Il l'embrasse ; on entend un grand cri derrière l'autel.
CAMILLE
C'est la voix de ma soeur de lait.
PERDICAN
Comment est-elle ici ? Je l'avais laissée dans l'escalier, lorsque
tu m'as fait rappeler. Il faut donc qu'elle m'ait suivi sans que je
m'en sois aperçu.
CAMILLE
Entrons dans cette galerie ; c'est là qu'on a crié.
PERDICAN
Je ne sais ce que j'éprouve ; il me semblé que mes mains
sont couvertes de sang.
CAMILLE
La pauvre enfant nous a sans doute épiés ; elle s'est
encore évanouie ; viens, portons-lui secours ; hélas tout
cela est cruel.
PERDICAN
Non, en vérité, je n'entrerai pas ; je sens un froid mortel
qui me paralyse. Vas-y, Camille, et tâche de la ramener. (Camille
sort.) Je vous en supplie, mon Dieu ! ne faites pas de moi
un meurtrier ! Vous voyez ce qui se passe ; nous sommes deux enfants
insensés,
et nous avons joué avec la vie et la mort ; mais notre cœur
est pur ; ne tuez pas Rosette, Dieu juste ! Je lui trouverai un mari,
je réparerai ma faute ; elle est jeune, elle sera riche, elle
sera heureuse ; ne faites pas cela, à Dieu ! vous pouvez bénir
encore quatre de vos enfants. Eh bien ! Camille, qu'y a-t-il ?
Camille rentre.
CAMILLE
Elle est morte. Adieu, Perdican !
On ne Badine pas avec l’Amour - Alfred de Musset
- L’image de l’union et du bonheur :
Cette union est marqué par l’emploi du pronom personnel « nous » et
l’emploi du tutoiement qui souligne une certaine intimité ainsi
que l’apostrophe « chère créature » traduisant
la complicité.
L’encadrement de la tirade de Perdican « nous nous aimons » et
la reprise en écho de Camille montre la reconnaissance de leur amour.
L’amour est montré ici de manière méliorative par
des métaphores (« perle si rare » / « inestimable
joyaux »)
avec le caractère précieux des bijoux. Mais aussi l’adverbe
d’intensité « si ».
On retrouve leur union avec une nature fertile (« vert/douce/fleuris »)
où dominent les couleurs froides.
- Le bonheur détruit :
On a un effet de rupture et d’isolement des personnages par l’énonciation
(« nous » de Camille et singulier de Perdican).

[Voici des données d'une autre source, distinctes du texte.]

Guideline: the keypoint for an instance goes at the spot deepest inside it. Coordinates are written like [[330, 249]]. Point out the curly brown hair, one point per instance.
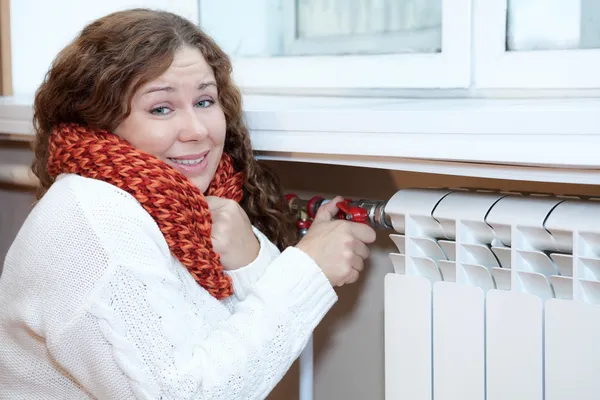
[[93, 80]]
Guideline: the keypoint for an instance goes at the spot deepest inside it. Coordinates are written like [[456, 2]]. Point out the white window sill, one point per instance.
[[549, 140]]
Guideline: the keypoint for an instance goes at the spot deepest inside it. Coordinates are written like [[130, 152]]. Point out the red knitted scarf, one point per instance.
[[177, 206]]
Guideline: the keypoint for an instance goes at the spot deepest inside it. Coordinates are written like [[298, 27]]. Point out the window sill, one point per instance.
[[546, 140]]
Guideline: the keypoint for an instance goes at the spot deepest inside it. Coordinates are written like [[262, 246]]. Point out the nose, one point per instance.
[[193, 127]]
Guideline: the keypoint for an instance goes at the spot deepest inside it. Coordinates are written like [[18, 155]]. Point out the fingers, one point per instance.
[[361, 250], [327, 211], [363, 232], [352, 277]]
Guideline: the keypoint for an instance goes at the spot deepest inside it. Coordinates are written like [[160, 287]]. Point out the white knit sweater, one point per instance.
[[93, 305]]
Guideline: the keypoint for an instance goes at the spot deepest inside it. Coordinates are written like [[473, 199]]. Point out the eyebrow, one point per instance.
[[169, 89]]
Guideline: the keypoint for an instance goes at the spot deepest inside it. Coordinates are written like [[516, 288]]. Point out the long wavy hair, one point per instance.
[[94, 78]]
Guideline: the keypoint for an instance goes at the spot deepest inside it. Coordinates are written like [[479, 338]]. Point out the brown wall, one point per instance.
[[349, 342]]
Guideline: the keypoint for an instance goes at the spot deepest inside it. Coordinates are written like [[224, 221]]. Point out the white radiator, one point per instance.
[[494, 297]]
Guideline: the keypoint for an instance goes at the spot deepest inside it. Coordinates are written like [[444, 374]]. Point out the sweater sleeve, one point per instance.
[[147, 332], [245, 278]]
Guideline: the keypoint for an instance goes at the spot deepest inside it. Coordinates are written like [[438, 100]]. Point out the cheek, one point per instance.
[[152, 137]]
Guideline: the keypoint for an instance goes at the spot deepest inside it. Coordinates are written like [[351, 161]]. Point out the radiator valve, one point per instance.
[[371, 212]]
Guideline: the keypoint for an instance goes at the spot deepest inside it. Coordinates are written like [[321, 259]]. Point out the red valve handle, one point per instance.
[[354, 214]]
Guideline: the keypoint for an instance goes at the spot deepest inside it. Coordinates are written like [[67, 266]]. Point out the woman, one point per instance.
[[159, 262]]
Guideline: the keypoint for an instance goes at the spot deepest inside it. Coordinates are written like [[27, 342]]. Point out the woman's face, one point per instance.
[[178, 118]]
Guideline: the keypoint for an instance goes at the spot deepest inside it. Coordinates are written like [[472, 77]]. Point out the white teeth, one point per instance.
[[187, 162]]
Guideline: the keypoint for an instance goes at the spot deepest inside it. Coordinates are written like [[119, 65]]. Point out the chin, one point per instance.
[[201, 183]]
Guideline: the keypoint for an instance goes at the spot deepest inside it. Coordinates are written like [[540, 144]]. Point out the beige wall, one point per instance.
[[349, 342]]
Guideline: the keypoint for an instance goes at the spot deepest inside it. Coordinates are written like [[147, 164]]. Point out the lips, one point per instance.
[[191, 161], [191, 165]]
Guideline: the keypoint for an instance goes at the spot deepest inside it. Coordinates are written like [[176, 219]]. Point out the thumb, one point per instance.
[[328, 211]]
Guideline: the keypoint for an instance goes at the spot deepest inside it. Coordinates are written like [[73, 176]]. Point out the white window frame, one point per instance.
[[396, 42], [448, 69], [497, 68]]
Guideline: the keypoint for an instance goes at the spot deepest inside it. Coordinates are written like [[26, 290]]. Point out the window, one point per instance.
[[532, 44], [343, 44]]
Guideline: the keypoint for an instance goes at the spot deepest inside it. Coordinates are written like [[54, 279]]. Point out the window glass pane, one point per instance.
[[323, 27], [553, 25]]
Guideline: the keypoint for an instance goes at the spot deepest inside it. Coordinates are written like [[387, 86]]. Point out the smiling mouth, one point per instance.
[[187, 162]]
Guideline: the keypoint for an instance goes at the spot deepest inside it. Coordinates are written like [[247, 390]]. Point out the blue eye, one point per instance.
[[160, 110], [204, 103]]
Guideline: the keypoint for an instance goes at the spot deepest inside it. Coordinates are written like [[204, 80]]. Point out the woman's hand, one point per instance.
[[337, 246], [232, 235]]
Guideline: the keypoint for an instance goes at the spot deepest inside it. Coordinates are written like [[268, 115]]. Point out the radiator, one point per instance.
[[494, 296]]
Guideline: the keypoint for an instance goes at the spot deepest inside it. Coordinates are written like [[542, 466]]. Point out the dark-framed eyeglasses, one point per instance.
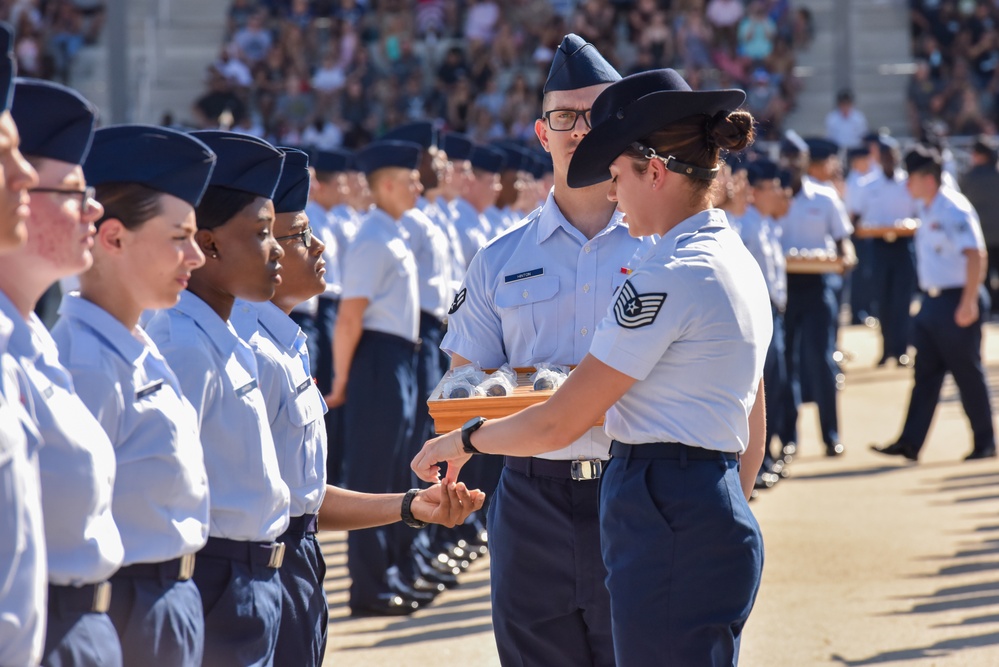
[[563, 120], [86, 195], [305, 235]]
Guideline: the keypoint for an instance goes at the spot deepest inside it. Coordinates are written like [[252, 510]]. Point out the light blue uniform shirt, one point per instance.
[[295, 406], [816, 219], [429, 246], [949, 227], [762, 237], [23, 574], [380, 268], [692, 325], [218, 375], [160, 500], [882, 201], [77, 463], [536, 294]]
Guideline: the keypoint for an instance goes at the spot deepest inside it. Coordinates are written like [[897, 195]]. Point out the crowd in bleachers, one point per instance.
[[340, 72]]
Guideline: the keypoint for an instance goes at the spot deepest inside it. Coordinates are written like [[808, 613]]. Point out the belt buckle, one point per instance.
[[186, 567], [277, 555], [102, 597], [583, 470]]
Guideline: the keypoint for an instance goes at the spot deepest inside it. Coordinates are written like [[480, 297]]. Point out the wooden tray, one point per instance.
[[449, 414]]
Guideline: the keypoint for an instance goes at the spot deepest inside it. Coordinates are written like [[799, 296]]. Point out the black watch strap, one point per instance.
[[407, 510]]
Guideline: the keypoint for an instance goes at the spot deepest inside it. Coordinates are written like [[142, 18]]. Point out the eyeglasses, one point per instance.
[[86, 195], [563, 120], [305, 235]]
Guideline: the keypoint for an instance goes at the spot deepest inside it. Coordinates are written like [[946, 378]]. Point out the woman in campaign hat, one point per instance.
[[144, 253], [676, 365]]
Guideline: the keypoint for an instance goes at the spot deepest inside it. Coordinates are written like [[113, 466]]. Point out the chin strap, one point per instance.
[[675, 165]]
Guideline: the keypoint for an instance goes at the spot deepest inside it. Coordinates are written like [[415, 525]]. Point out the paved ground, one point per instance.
[[869, 561]]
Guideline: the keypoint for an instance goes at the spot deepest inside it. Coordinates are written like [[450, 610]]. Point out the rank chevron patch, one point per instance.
[[633, 310]]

La présence constante de la troisième personne (« sœur
de lait » / « elle ») est la preuve de l’éclatement
de la bulle de bonheur.
Rupture également au niveau des couleurs puisque les couleurs de la
quiétude (bleu et vert) sont remplacées par le rouge symbole
de violence et de douleur.
Enfin le bonheur initial s’oppose aussi dans la dernière réplique
de Camille avec une double référence à la mort (« elle
est morte, Adieu »).
L’unité de l’ultime scène :
- La forme des répliques et des phrases :
On retrouve dans ce passage deux tirades de Perdican, chacune composée
de phrases brèves soulignant son émotion.
- Les rapprochements lexicaux et les temps verbaux :
Dans les deux tirades de Perdican, plusieurs termes se répondent :
(« enfant et jouet » / « joué »)
Les apostrophes qui ont trait à la religion traduisant la foi de Perdican.

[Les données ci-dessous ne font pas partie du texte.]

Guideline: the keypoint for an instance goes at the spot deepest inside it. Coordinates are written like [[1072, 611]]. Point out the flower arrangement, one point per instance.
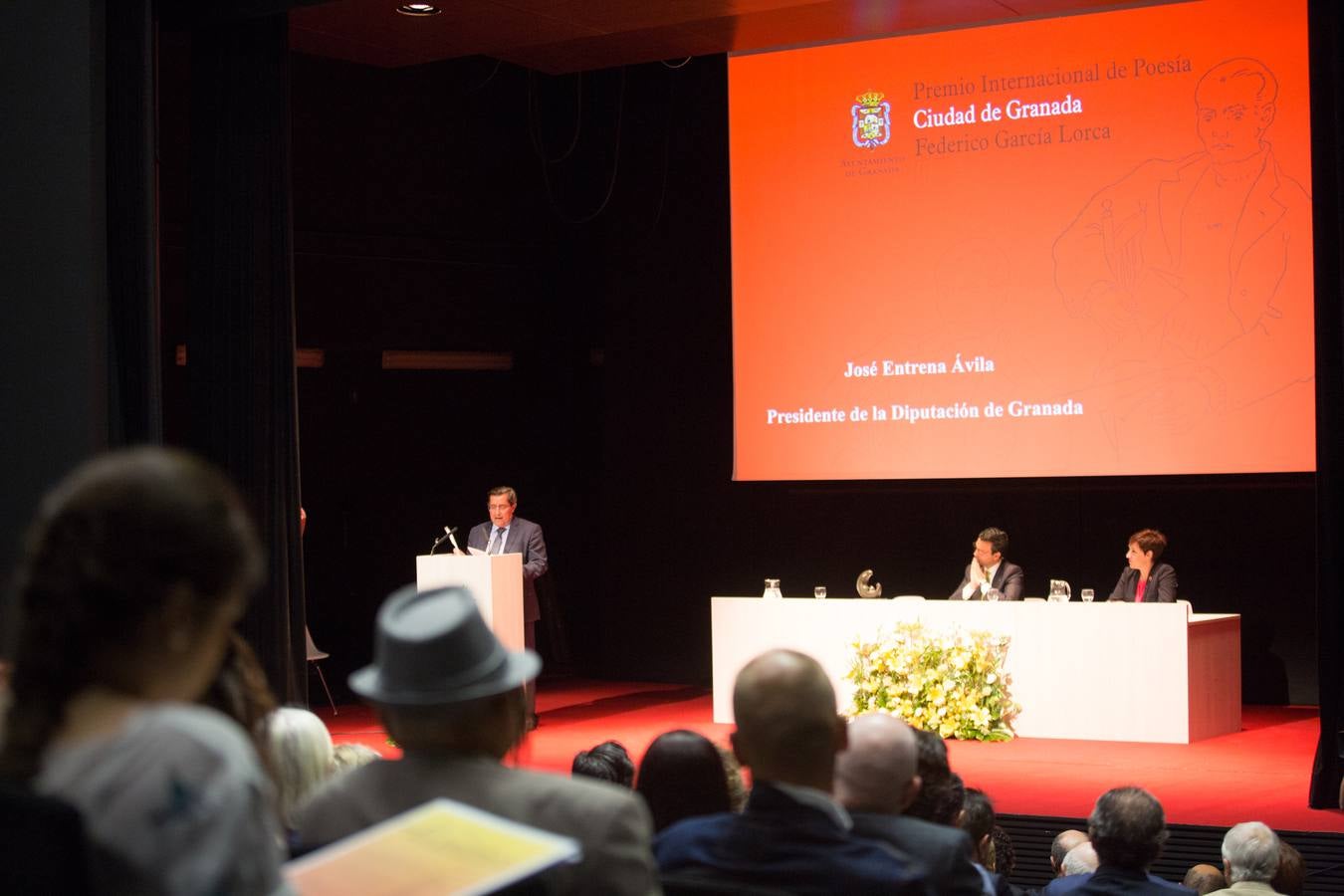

- Le tragique des rapprochements :
Dans la première partie, il n’est fait que mention de Perdican
et Camille, l’emploi du passé composé renvoie aux anciennes
erreurs et le présent renvoie à l’amour « nous
nous aimons » avec donc une nouvelle situation pleine d’espoir
de la vie à deux.
En revanche dans la seconde partie, il y a une dominance de l’impératif
et du futur qui traduit la supplication. Puis la présence constante
de Rosette avec l’impossibilité définitive du bonheur.
Une illustration du titre de la pièce : (Proverbe donc connotation morale)
- Un vocabulaire explicite :
Avec le champ lexical de l’amour et de la triple occurrence de « nous
nous aimons » soulignant le thème de l’amour.
La reprise des mots «enfants/jouet » évoque la notion de
badinage définie comme un jeu léger.
- La morale :
Le lexique de la morale est présent avec la vanité et la folie
qui font apparaître le thème principal de la dénonciation : l’orgueil.
L’exclamation de la première ligne juxtaposé aux expressions « veines
paroles/ misérables folies » mettent en valeur le langage et l’associe au mal.
La dénonciation morale est très nettement liée au thème de l’amour.
Le sens du proverbe est donc clair : Rosette est victime d’un jeu amoureux
et d’un badinage léger et cruel.
Le dénouement justifie le titre « il ne faut pas badiner avec l’amour ».